Depuis des mois, l'eau courante est distribuée au compte-gouttes à Mayotte. Bientôt, elle ne sera accessible qu'un jour sur trois dans le département le plus pauvre de France, une crise qui a déjà des conséquences sur la santé, s'inquiètent des soignants. A Chiconi, dans l'ouest de Grande-Terre, tous les deux jours c'est le même rituel. Quelques heures avant la coupure, Florent Baldet attrape un à un les seaux et grandes poubelles installés depuis plusieurs mois dans sa salle de bain, ses toilettes et sa cuisine, pour les remplir à ras bord.
"Nous sommes cinq en colocation. Ça demande un peu d'organisation", lance le professeur de 29 ans devant un bac d'eau, sur lequel il a installé un tuyau avec une douchette arrivant directement dans l'évier de sa cuisine.
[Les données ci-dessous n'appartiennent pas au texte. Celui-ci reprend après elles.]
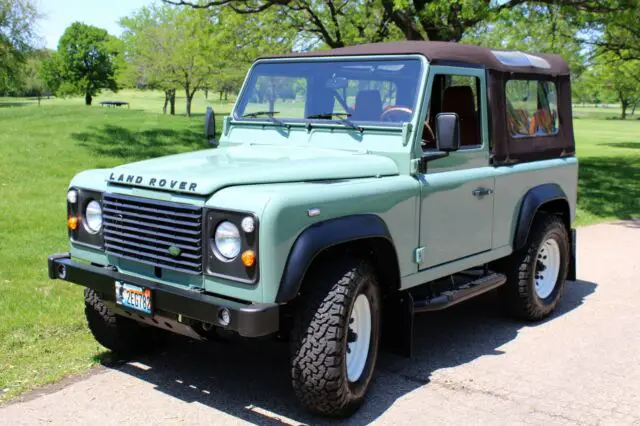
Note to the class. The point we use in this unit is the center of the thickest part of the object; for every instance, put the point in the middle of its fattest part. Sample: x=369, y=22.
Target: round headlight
x=227, y=240
x=93, y=216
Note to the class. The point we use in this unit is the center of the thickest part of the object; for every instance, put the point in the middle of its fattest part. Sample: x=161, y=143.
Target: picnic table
x=114, y=103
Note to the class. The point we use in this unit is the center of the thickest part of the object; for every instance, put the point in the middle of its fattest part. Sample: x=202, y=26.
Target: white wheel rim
x=358, y=338
x=547, y=268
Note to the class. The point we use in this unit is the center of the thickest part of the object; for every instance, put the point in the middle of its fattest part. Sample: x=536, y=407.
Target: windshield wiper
x=268, y=113
x=344, y=119
x=257, y=113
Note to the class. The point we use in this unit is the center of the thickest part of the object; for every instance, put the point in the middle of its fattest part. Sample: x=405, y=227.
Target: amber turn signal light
x=248, y=258
x=72, y=223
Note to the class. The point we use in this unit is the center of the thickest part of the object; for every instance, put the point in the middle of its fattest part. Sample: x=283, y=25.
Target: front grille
x=144, y=230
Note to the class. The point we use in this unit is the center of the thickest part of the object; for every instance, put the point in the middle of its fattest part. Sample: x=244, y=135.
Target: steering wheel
x=396, y=114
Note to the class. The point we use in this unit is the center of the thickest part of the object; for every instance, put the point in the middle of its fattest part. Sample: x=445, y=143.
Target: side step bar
x=462, y=293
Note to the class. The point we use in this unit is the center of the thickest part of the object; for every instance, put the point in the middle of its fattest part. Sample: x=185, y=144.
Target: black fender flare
x=531, y=203
x=321, y=236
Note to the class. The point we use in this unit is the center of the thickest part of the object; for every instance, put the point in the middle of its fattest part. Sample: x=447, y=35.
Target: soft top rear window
x=532, y=108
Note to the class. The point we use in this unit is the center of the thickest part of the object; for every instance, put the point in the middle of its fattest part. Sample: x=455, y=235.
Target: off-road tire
x=518, y=295
x=121, y=335
x=319, y=344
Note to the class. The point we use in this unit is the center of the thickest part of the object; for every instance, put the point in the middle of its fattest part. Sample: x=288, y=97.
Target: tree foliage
x=193, y=49
x=17, y=35
x=85, y=63
x=611, y=79
x=338, y=23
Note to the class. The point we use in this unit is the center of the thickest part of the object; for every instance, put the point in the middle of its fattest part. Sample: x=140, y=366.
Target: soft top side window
x=458, y=94
x=532, y=108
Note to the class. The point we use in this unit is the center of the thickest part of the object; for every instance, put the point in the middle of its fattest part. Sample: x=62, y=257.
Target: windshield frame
x=334, y=122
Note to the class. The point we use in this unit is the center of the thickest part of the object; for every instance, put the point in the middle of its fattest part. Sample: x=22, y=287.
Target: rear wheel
x=121, y=335
x=336, y=334
x=536, y=274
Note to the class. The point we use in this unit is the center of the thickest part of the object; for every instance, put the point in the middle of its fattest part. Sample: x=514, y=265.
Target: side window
x=459, y=94
x=532, y=108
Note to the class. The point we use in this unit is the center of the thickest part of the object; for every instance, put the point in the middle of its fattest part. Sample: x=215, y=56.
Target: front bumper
x=248, y=320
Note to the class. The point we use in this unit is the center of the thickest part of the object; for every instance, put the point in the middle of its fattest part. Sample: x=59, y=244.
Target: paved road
x=472, y=366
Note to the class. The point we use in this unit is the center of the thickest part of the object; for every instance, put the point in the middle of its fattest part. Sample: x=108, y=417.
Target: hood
x=204, y=172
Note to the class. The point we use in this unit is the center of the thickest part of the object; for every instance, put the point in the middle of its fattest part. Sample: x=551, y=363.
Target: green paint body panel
x=279, y=173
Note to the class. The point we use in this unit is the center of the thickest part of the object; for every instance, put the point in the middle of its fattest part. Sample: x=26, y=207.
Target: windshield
x=346, y=91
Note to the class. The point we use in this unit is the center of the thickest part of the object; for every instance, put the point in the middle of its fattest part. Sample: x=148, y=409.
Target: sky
x=59, y=14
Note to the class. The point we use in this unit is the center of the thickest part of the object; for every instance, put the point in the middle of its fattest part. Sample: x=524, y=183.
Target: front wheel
x=336, y=336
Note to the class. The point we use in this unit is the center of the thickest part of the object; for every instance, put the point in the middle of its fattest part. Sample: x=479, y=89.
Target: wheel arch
x=362, y=233
x=548, y=198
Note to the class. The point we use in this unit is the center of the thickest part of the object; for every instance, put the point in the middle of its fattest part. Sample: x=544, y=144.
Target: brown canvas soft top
x=441, y=51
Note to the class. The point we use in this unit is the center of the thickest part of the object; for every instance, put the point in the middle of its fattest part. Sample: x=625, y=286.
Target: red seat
x=460, y=99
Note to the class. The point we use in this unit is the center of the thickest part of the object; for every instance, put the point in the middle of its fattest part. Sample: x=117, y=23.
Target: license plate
x=133, y=297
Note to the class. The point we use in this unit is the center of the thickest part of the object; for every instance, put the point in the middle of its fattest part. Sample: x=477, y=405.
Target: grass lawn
x=43, y=336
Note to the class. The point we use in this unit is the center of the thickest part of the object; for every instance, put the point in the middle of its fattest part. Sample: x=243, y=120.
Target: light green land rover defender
x=349, y=190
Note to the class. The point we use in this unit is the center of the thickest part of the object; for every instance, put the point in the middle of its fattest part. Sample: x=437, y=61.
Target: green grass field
x=43, y=336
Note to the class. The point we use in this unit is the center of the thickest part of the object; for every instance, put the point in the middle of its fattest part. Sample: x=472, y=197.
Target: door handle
x=481, y=192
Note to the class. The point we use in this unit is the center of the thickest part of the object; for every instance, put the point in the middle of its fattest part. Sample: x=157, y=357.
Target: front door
x=457, y=191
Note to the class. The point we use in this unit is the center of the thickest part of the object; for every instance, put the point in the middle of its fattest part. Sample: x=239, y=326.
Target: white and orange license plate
x=134, y=297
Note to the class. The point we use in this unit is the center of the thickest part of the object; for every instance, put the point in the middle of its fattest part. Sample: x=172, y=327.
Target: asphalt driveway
x=471, y=366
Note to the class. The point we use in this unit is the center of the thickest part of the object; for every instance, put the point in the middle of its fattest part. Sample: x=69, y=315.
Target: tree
x=33, y=83
x=85, y=63
x=338, y=23
x=169, y=47
x=17, y=33
x=616, y=34
x=618, y=81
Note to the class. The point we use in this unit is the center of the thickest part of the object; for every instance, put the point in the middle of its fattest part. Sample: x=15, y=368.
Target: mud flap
x=571, y=275
x=397, y=320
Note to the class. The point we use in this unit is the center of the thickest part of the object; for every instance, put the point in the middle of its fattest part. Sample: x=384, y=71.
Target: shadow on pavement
x=250, y=379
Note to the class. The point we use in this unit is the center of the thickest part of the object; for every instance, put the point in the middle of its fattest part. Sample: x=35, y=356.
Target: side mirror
x=447, y=132
x=210, y=126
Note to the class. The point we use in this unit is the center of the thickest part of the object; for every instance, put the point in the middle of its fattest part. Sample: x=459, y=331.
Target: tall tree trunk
x=166, y=101
x=190, y=95
x=172, y=102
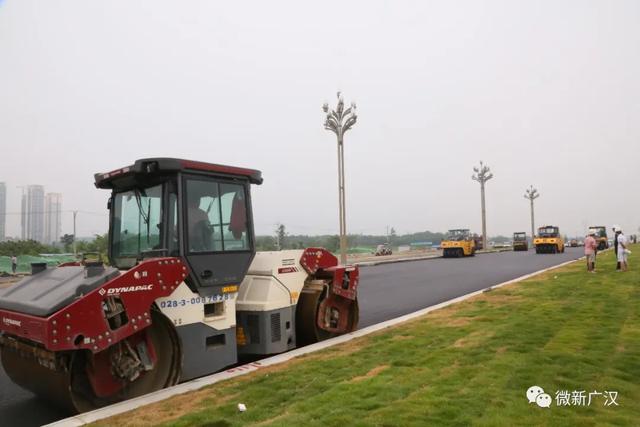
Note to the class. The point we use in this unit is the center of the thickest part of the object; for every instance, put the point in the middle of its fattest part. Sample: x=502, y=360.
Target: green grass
x=467, y=364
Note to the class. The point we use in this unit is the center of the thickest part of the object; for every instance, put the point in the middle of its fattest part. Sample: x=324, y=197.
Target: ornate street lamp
x=482, y=175
x=339, y=121
x=531, y=194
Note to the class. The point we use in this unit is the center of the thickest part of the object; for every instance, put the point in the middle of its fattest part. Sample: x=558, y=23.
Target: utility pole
x=531, y=194
x=339, y=121
x=75, y=213
x=482, y=175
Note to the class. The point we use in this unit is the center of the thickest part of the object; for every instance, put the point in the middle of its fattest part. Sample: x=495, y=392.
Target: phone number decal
x=193, y=301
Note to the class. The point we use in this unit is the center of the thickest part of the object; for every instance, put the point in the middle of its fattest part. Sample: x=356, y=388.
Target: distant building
x=3, y=211
x=33, y=213
x=52, y=218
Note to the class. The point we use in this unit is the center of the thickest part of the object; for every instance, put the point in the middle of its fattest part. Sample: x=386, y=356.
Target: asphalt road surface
x=386, y=291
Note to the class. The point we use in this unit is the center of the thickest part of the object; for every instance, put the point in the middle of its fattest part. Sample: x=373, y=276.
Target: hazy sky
x=546, y=92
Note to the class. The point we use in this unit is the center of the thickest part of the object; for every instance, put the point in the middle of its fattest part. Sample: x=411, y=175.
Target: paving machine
x=520, y=241
x=600, y=234
x=549, y=240
x=184, y=296
x=458, y=243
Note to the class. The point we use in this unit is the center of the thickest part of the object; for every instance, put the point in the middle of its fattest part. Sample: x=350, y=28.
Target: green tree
x=281, y=237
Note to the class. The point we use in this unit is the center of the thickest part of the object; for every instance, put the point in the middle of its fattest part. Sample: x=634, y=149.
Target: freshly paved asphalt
x=386, y=291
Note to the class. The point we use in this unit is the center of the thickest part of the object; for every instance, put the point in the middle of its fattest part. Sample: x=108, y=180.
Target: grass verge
x=468, y=364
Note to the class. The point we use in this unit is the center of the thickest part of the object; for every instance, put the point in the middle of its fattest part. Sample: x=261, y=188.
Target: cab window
x=216, y=216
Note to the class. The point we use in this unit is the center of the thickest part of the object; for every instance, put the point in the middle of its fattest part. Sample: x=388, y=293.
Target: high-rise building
x=34, y=213
x=52, y=218
x=3, y=211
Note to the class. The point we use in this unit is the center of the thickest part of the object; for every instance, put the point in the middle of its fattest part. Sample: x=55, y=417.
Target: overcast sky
x=546, y=92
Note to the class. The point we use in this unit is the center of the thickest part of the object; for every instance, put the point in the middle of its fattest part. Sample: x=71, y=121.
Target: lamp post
x=482, y=175
x=339, y=121
x=531, y=194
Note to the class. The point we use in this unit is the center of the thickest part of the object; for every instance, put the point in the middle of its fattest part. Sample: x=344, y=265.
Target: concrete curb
x=420, y=258
x=196, y=384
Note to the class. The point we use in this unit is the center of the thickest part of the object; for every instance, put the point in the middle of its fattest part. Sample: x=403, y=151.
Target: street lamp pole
x=339, y=121
x=482, y=175
x=75, y=252
x=531, y=194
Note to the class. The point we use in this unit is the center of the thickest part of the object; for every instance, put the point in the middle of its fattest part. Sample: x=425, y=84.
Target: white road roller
x=183, y=296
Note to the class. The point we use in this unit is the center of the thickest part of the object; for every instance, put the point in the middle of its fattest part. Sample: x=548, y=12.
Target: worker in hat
x=616, y=233
x=590, y=246
x=622, y=249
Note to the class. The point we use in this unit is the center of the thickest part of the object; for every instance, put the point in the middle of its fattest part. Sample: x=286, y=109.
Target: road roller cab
x=183, y=296
x=549, y=240
x=520, y=241
x=458, y=243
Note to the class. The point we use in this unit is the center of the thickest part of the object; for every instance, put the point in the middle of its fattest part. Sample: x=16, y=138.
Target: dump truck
x=549, y=240
x=520, y=242
x=600, y=234
x=383, y=249
x=458, y=243
x=184, y=295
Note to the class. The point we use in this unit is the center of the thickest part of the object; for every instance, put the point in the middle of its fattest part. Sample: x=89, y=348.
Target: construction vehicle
x=549, y=240
x=520, y=242
x=458, y=243
x=184, y=296
x=383, y=249
x=600, y=234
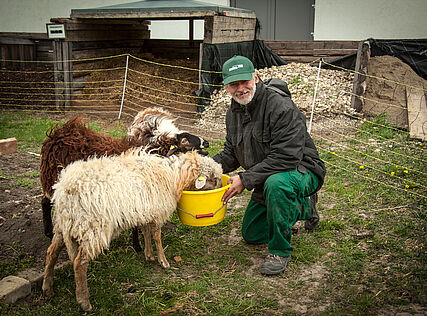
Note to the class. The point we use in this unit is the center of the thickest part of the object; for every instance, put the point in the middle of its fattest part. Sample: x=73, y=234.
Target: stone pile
x=333, y=95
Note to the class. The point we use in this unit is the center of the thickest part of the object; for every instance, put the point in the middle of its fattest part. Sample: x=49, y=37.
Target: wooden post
x=359, y=81
x=62, y=73
x=68, y=76
x=199, y=108
x=58, y=74
x=191, y=31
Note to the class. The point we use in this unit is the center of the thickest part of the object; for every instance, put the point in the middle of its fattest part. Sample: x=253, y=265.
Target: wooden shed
x=123, y=28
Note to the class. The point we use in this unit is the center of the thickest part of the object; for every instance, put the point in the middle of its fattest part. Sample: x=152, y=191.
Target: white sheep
x=97, y=199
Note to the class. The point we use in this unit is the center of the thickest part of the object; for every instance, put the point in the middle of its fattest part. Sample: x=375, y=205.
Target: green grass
x=367, y=256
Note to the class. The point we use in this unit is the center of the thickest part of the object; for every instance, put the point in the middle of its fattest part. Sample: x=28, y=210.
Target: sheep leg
x=148, y=246
x=52, y=254
x=80, y=275
x=160, y=252
x=135, y=240
x=47, y=217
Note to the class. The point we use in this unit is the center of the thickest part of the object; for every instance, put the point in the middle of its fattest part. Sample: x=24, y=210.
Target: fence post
x=314, y=97
x=62, y=73
x=124, y=86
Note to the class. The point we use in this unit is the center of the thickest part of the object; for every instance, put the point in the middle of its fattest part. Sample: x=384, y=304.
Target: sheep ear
x=183, y=138
x=172, y=150
x=200, y=182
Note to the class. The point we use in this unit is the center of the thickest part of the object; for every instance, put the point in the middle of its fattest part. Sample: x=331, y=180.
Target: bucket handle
x=202, y=215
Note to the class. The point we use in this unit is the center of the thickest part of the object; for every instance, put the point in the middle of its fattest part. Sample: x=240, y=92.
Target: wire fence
x=364, y=148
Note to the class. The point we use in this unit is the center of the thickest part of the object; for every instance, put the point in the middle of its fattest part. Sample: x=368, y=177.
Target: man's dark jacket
x=268, y=136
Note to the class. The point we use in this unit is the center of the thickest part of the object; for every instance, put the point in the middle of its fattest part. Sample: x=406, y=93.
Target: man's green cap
x=237, y=68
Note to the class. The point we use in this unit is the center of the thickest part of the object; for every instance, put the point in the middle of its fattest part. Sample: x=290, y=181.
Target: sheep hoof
x=48, y=292
x=85, y=306
x=137, y=248
x=165, y=265
x=150, y=258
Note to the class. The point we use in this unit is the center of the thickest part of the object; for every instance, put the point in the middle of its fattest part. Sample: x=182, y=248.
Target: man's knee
x=282, y=181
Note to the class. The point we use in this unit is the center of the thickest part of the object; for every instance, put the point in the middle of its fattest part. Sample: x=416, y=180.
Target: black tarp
x=410, y=51
x=214, y=55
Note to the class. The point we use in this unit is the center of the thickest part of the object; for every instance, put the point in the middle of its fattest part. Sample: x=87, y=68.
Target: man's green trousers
x=286, y=202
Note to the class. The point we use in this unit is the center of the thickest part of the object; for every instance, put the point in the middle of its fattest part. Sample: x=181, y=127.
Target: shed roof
x=161, y=9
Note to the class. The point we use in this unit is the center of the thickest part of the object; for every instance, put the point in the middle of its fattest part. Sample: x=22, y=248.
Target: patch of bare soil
x=21, y=226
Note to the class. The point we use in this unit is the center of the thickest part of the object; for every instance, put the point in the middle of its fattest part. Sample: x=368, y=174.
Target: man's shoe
x=274, y=264
x=311, y=223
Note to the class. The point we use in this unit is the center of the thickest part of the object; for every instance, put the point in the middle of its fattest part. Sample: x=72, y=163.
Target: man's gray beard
x=249, y=99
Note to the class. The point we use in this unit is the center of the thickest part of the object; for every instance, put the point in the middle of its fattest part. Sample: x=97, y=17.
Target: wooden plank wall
x=308, y=51
x=24, y=47
x=100, y=38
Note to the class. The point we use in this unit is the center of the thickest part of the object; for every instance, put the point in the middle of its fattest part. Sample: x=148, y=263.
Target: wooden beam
x=359, y=80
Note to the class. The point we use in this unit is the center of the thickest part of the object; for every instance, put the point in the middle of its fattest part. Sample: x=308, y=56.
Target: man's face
x=243, y=91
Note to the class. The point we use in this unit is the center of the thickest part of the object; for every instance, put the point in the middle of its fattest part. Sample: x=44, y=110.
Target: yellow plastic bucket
x=203, y=208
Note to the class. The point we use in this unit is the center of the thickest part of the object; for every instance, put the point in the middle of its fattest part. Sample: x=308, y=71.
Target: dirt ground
x=21, y=227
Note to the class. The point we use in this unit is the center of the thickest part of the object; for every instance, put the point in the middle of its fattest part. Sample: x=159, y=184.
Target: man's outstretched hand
x=235, y=188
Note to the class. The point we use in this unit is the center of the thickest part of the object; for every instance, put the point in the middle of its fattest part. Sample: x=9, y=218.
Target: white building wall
x=31, y=16
x=363, y=19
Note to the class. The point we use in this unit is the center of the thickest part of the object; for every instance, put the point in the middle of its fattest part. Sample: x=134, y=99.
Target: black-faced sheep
x=95, y=200
x=153, y=127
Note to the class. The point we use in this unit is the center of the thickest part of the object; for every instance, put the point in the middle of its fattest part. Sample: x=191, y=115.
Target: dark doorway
x=283, y=20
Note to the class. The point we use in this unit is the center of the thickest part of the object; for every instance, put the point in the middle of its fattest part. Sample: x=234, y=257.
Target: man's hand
x=235, y=188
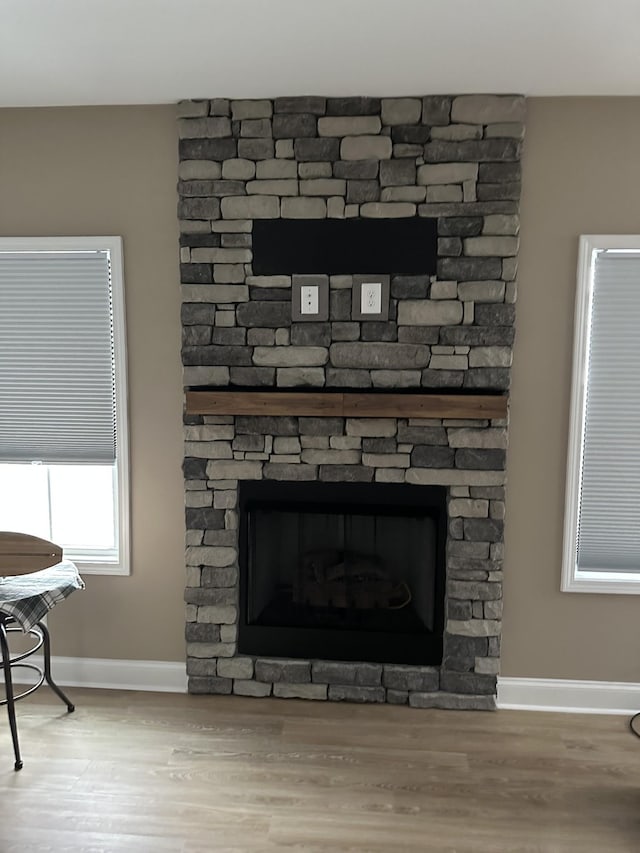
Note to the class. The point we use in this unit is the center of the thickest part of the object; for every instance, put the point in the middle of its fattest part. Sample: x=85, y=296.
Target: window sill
x=603, y=582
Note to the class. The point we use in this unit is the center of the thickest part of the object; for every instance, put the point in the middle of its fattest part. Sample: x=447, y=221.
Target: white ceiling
x=63, y=52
L'archipel français de l'océan Indien ne parvient plus à répondre aux besoins de sa population - 300.000 habitants selon l'Insee, plus selon des estimations évoquant la présence de sans-papiers venus principalement des Comores voisines.
Une consommation d'eau trop importante
La consommation d'eau s'établit désormais à environ 40.000 m3, quand les infrastructures n'en produisent pas plus de 38.000. Et ce alors qu'une forte sécheresse, inédite depuis 1997 selon les autorités, empêche les retenues collinaires - qui assurent 80 % de l'approvisionnement en eau avec les rivières - de se recharger correctement.
Chez Hadidja Saindou, employée de la bibliothèque de Chiconi, le quotidien n'est pas simple. "Après les coupures, l'eau est marron. On n'a même pas envie de se laver les mains. Je dois attendre au moins 12 heures pour qu'elle redevienne claire et pouvoir faire des réserves", raconte la mère de cinq enfants, qui les élève seule. Le plus difficile : "garder des sanitaires propres".
Alors elle appréhende le passage à des coupures de 48 heures, contre 24 actuellement. A compter du 4 septembre, les habitants de Mayotte n'auront en effet accès à l'eau courante qu'un jour sur trois.
Chasse aux bactéries
La situation est d'autant plus dramatique dans les quartiers n'ayant pas accès à l'eau courante. A Kahani (ouest), une quinzaine de femmes avec leurs enfants patientent, bidons en plastique au pied, devant le seul robinet qui alimente tout le quartier. "Parfois, nous sommes plus de 60. Chacun attend son tour", raconte Djabirati Manrouf Binti, en salouva (tenue traditionnelle) jaune et bleu, un bidon d'eau sur la tête.
La mère de famille, qui vit ici avec cinq de ses six enfants, dont le plus jeune a 2 ans, vient d'ordinaire faire des réserves d'eau chaque jour. Depuis quelques semaines, elle fait des stocks pour anticiper les coupures mais semble désemparée à l'idée de n'avoir accès à l'eau qu'un jour sur trois.
"On ne sait pas comment on va faire. Et puis il y a les maladies. On nous a dit de faire bouillir l'eau parce qu'elle n'est pas potable. Certains vont acheter de l'eau en bouteille, mais pour moi c'est trop cher", souffle-t-elle. Des bouteilles vendues entre 5 et 8 euros le pack de six, dans un territoire où plus de trois habitants sur quatre vivent sous le seuil de pauvreté national.
Troubles digestifs
Pour consommer l'eau du robinet, l'agence régionale de santé (ARS) recommande en effet de la faire bouillir car des bactéries peuvent s'infiltrer dans les canalisations lors des coupures. Jonathan Cambriels, infirmier aux urgences de l'hôpital de Petite-Terre, alerte sur le nombre de patients présentant des troubles digestifs: "Depuis trois semaines, on accueille au moins une dizaine de personnes chaque jour souffrant de vomissements, de diarrhées ou de déshydratations".
Actuellement, "cinq enfants sont hospitalisés au centre hospitalier de Mayotte pour déshydratation avancée, ils ont perdu beaucoup de poids", souligne un pédiatre souhaitant conserver l'anonymat. Au-delà des gastro-entérites, des professionnels de santé s'inquiètent "de voir des épidémies de fièvre typhoïde et de choléra, dans un contexte où le manque d'hygiène est déjà très présent", selon Jonathan Cambriels. "Les problèmes cutanés et les plaies qui se sur-infectent ne sont pas rares".
Les soignants doivent y faire face alors qu'ils souffrent d'un sous-effectif chronique. "En pédiatrie, au centre hospitalier de Mamoudzou, il y a 5 médecins contre 15 habituellement. Et aux urgences, ils ne sont souvent que 3 alors qu'il faudrait 7 urgentistes pour que le service fonctionne correctement", alerte le pédiatre du CHM.